Ce sera la première mission habitée 100% américaine depuis l'arrêt des navettes spatiales en 2011 après 30 ans de service. (Crédits : NASA)
La NASA a accordé son feu vert au lancement mercredi prochain de deux astronautes américains à bord d'un lanceur SpaceX, ce qui sera le premier vol habité américain depuis 2011. Depuis, seuls les Russes disposaient d'un moyen de transport spatial et ont transporté des dizaines d'astronautes américains.

La NASA a annoncé vendredi avoir accordé son feu vert au lancement mercredi prochain de deux astronautes américains à bord d'un lanceur SpaceX, ce qui sera le premier vol habité américain depuis 2011. "La mission SpaceX Crew Dragon de la NASA a le feu vert pour le lancement", a tweeté la NASA. La capsule Crew Dragon sera à bord d'un lanceur Falcon 9. Les hauts responsables de l'agence spatiale américaine et de la société d'Elon Musk étaient réunis depuis jeudi au centre spatial Kennedy, en Floride, pour vérifier que tout était prêt et sûr pour la mission. Robert Behnken et Douglas Hurley décolleront le 27 mai à 16H33 (20H33 GMT) à bord d'une capsule Crew Dragon, en direction de la Station spatiale internationale (ISS), où ils s'amarreront le lendemain.

Ce sera la première mission habitée 100% américaine depuis l'arrêt des navettes spatiales en 2011 après 30 ans de service. Depuis, seuls les Russes disposaient d'un moyen de transport spatial et des dizaines d'astronautes américains (et d'autres pays) ont appris le russe et voyagé à bord des fusées Soyuz, au départ du cosmodrome de Baïkonour au Kazakhstan, pour se rendre dans la station, occupée en permanence depuis 2000 par des Américains et des Russes.

La NASA finance SpaceX et Boeing

La NASA finance depuis la présidence de Barack Obama SpaceX (3,1 milliards de dollars de contrats) et séparément Boeing (4,9 milliards) afin de redonner aux États-Unis un accès indépendant à l'espace. Le programme devait initialement prendre le relais des navettes en 2015. Un délai que Neil Armstrong, le premier homme à avoir marché sur la Lune, jugeait déjà en 2010 "humiliant et inacceptable". Finalement, le trou aura duré près de neuf ans si bien sûr le vol de SpaceX se passe bien.

Doug Hurley et Bob Behnken s'entraînent depuis cinq ans sur la capsule Crew Dragon, pendant ultra-moderne des capsules Apollo des années 1960. A l'intérieur, tout est contrôlé par des écrans tactiles.
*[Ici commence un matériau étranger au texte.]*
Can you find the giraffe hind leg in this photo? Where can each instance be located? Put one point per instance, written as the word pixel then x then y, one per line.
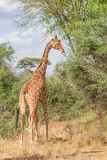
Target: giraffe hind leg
pixel 36 124
pixel 44 104
pixel 22 125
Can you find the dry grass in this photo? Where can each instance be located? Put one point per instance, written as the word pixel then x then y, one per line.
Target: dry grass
pixel 67 140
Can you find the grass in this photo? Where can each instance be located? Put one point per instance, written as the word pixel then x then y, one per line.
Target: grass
pixel 67 140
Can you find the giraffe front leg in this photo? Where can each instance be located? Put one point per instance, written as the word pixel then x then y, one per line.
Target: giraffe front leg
pixel 36 124
pixel 31 127
pixel 44 104
pixel 22 124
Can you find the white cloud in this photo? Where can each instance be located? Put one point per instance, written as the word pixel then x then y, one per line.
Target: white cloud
pixel 17 39
pixel 8 5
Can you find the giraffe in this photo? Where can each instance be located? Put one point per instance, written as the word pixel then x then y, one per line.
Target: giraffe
pixel 34 92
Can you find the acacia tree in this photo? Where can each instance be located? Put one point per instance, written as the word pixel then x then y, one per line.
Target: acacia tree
pixel 82 23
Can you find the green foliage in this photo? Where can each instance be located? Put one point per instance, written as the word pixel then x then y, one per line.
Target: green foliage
pixel 63 100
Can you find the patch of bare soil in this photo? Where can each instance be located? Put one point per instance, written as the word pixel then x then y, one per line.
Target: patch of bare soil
pixel 67 140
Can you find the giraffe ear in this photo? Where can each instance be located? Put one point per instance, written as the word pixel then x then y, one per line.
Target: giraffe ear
pixel 55 38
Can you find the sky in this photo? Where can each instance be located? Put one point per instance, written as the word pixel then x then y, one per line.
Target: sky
pixel 26 42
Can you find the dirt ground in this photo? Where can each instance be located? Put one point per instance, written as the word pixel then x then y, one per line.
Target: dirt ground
pixel 66 141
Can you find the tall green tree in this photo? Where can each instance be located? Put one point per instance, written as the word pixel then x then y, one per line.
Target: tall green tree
pixel 6 76
pixel 82 24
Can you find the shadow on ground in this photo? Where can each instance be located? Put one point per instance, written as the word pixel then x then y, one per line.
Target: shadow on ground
pixel 34 157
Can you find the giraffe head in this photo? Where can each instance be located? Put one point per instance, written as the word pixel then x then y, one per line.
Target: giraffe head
pixel 55 43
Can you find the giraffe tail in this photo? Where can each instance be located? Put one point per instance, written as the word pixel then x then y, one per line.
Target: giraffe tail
pixel 17 116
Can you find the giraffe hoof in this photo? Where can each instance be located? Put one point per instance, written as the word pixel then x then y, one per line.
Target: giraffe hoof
pixel 32 142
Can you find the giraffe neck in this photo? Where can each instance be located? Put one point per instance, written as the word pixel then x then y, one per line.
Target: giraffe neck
pixel 43 64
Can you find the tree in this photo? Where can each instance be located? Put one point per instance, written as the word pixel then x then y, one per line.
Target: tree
pixel 83 25
pixel 6 76
pixel 27 63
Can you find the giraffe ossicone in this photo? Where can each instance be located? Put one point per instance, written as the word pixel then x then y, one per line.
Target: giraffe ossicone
pixel 34 92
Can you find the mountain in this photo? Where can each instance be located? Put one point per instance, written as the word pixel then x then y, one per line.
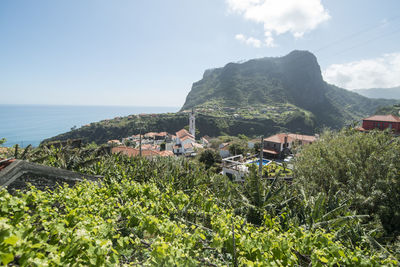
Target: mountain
pixel 294 79
pixel 258 97
pixel 388 93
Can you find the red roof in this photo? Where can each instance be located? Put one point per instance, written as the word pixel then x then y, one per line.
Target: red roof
pixel 387 118
pixel 188 145
pixel 166 153
pixel 182 133
pixel 187 137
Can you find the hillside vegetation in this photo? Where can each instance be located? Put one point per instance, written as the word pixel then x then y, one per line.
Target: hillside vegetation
pixel 294 79
pixel 171 212
pixel 258 97
pixel 388 93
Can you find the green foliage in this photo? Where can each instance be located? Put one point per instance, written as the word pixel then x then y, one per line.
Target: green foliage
pixel 171 212
pixel 394 110
pixel 363 168
pixel 294 80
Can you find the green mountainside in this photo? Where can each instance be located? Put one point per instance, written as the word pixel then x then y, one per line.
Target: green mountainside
pixel 388 93
pixel 258 97
pixel 294 79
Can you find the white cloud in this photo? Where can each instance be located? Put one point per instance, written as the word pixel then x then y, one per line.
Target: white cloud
pixel 281 16
pixel 248 40
pixel 378 72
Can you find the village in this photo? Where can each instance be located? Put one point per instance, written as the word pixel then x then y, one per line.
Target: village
pixel 278 151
Comme Apollo, Crew Dragon reviendra amerrir sur Terre. Par ailleurs, les groupes SpaceX et Boeing devront chacun assurer six voyages de quatre astronautes vers l'ISS dans les prochaines années, sans compter la mission de démonstration. Si SpaceX, fondée en 2002 par le millionnaire d'alors Elon Musk (il est aujourd'hui milliardaire), réussissait cette mission, baptisée Demo-2 à la suite de Demo-1, qui s'est déroulée sans incident en mars 2019 avec un mannequin à bord, elle deviendrait la première société privée de l'histoire spatiale à avoir transporté des astronautes vers l'ISS.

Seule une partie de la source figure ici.